Research Highlights

Qualitative and Quantitative Imaging Evaluation of Renal Cell Carcinoma Subtypes with Grating-based X-ray Phase-contrast CT

Research Highlights |

Braunagel, M., Birnbacher, L., Willner, M., Marschner, M., De Marco, F., Viermetz, M., Notohamiprodjo, S., Hellbach, K., Auweter, S., Link, V., Woischke, C., Reiser, M. F., Pfeiffer, F., Notohamiprodjo, M. and Herzen, J. Scientific reports. 7, p. 45400 (2017). [<doi:10.1038/srep45400]


Purpose: The present study evaluates the potential of grating-based X-ray phase-contrast computed tomography (gbPC-CT) for visualization and characterization of human RCC subtypes.

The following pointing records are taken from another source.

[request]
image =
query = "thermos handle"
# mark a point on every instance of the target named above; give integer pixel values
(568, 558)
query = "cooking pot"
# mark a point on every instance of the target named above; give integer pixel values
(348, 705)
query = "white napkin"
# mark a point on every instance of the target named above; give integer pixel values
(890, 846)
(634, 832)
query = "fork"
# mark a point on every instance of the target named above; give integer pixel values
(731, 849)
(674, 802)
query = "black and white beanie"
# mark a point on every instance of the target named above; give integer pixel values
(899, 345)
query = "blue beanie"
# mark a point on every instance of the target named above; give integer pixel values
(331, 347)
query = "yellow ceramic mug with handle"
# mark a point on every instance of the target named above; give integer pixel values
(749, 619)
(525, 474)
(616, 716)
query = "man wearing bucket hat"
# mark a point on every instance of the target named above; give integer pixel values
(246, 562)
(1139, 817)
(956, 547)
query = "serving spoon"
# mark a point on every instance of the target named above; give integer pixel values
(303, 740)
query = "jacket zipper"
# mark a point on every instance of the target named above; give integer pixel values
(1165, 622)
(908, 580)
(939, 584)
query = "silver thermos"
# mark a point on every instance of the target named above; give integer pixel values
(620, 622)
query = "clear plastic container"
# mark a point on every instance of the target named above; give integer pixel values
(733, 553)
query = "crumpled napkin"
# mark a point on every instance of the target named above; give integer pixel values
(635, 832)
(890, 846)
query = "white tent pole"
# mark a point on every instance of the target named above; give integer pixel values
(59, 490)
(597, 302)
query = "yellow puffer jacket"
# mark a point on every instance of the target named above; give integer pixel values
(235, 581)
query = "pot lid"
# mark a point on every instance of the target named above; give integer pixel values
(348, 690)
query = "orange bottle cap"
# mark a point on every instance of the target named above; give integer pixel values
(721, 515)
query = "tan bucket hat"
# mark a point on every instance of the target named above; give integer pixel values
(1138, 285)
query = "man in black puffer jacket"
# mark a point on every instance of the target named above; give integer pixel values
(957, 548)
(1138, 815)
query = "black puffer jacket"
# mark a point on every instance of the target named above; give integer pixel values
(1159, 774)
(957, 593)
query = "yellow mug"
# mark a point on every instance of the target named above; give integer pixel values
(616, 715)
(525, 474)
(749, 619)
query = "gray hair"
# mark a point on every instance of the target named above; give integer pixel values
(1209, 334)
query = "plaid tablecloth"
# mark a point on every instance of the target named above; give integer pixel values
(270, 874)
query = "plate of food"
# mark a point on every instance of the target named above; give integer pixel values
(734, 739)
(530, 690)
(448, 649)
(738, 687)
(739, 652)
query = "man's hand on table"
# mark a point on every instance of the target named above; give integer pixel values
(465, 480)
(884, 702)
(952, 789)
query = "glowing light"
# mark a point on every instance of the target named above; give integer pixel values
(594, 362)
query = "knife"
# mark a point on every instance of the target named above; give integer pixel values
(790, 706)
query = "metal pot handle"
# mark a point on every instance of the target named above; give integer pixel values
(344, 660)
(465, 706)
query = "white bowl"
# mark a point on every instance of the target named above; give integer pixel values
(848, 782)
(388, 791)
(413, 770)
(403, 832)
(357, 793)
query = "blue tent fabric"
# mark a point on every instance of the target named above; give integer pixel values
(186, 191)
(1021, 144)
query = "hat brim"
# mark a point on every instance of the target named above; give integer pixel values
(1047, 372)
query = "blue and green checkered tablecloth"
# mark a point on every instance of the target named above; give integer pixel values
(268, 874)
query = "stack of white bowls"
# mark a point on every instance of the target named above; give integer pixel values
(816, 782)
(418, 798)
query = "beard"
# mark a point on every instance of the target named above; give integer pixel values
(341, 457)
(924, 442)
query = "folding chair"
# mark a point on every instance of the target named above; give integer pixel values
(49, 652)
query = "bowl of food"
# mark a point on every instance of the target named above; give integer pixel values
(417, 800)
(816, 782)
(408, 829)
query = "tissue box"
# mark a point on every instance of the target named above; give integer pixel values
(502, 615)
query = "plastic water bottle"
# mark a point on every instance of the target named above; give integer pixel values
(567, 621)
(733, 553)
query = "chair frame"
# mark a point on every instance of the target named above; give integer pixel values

Figure: A perfect match of the histological slice (A) and the phase-contrast CT image (B) was seen with a clear discrimination of the normal cortex (*) with a higher phase-contrast signal and the homogeneous tumor area (**) with lower signal in grating-based phase-contrast CT. Additionally, grating-based phase-contrast CT could depict the pseudocapsule surrounding the tumor with a higher signal (arrowhead) than cortex, a micrometastasis in the cortex (arrow) as well as small linear fibrous strands. In grating-based CT (C) and clinical CT (F), only perirenal fat was visible (hypodense), soft-tissue components could not be differentiated. When correlating grating-based phase-contrast CT (B) with MR images (D,E), a superior discrimination of tumor and normal kidney is seen in the phase-contrast image.